I just don't know what to make of this situation, I am a newer nurse and this really took a shot at my confidence, maybe I should have told them to skip the patient today but I didn't think it was such a big deal. I think the way he responded in front of the nurses station with several people around made me feel as if they were insinuating that I don't know what I am doing. What do you think of this situation?

Specializes in MICU, SICU, CICU.

I am curious to know if the pt had a new stroke on the MRI /MRA, and if the pt was loaded with IV levetiracetam or fosphenytoin and if the blood level was in the therapeutic range.

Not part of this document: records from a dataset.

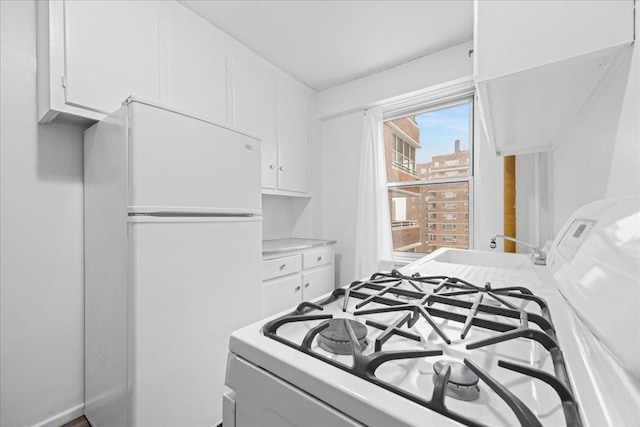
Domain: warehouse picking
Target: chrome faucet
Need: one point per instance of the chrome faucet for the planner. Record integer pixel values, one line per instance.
(539, 256)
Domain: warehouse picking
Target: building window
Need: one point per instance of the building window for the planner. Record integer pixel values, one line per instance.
(417, 157)
(404, 155)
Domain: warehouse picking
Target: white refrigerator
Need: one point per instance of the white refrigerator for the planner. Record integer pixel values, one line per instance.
(172, 263)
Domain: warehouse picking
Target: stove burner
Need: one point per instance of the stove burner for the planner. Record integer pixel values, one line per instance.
(463, 382)
(335, 338)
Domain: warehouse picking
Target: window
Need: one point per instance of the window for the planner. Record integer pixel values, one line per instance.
(404, 155)
(421, 148)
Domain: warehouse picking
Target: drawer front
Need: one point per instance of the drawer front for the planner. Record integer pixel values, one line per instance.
(317, 257)
(281, 294)
(279, 267)
(317, 282)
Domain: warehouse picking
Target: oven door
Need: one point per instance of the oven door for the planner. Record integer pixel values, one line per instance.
(258, 398)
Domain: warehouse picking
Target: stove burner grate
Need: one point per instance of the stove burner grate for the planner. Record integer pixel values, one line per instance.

The pt had two absence seizures that morning and three seizures on your previous shift, is that correct?

If so, it is not safe for this person to out be out of bed.

Did PT see the patient that day?

If the patient is ambulatory with a self steady gait,

what would be the benefit of PT?

I hope this does not sound argumentative. I am asking to understand your point of view.

I can understand why PT did not want to pick up the patient. Recent seizure activity means the patient most likely was on falls precautions so not a go for PT. Was the PTA being a jerk? Yep. I can understand the being a jerk at times though. I've personally witnessed nurses pass off their normal tasks (ambulation of the patient, repositioning, feeding, toileting, etc.) to OT and PT. Life of an inpatient PT is basically the ortho docs throwing a gazillion consults at you that have to be seen ASAP before they are discharged to rehab houses or sent home. They need to be evaluated and then a plan of care written before they can leave the hospital. The PTA's are often running around like chickens with their heads cut off like many nurses are on the post op floors.

So yes the PTA was being a major jerk. I'm surprised the PT didn't put them in their place.

Specializes in Critical Care.

Absence seizures are not considered a contraindication for activity. It's actually pretty rare for a patient to fall while having an absence seizure even while unassisted, if it occurs while working with PT then that's a pretty minimal risk and doesn't outweigh the established benefits of intensive PT/OT post stroke.

In the future, get a doctor's order to either hold or continue PT on any patient transferred from rehab.

You told the PT that the patient was fine for therapy without including the recent seizure activity and med adjustment?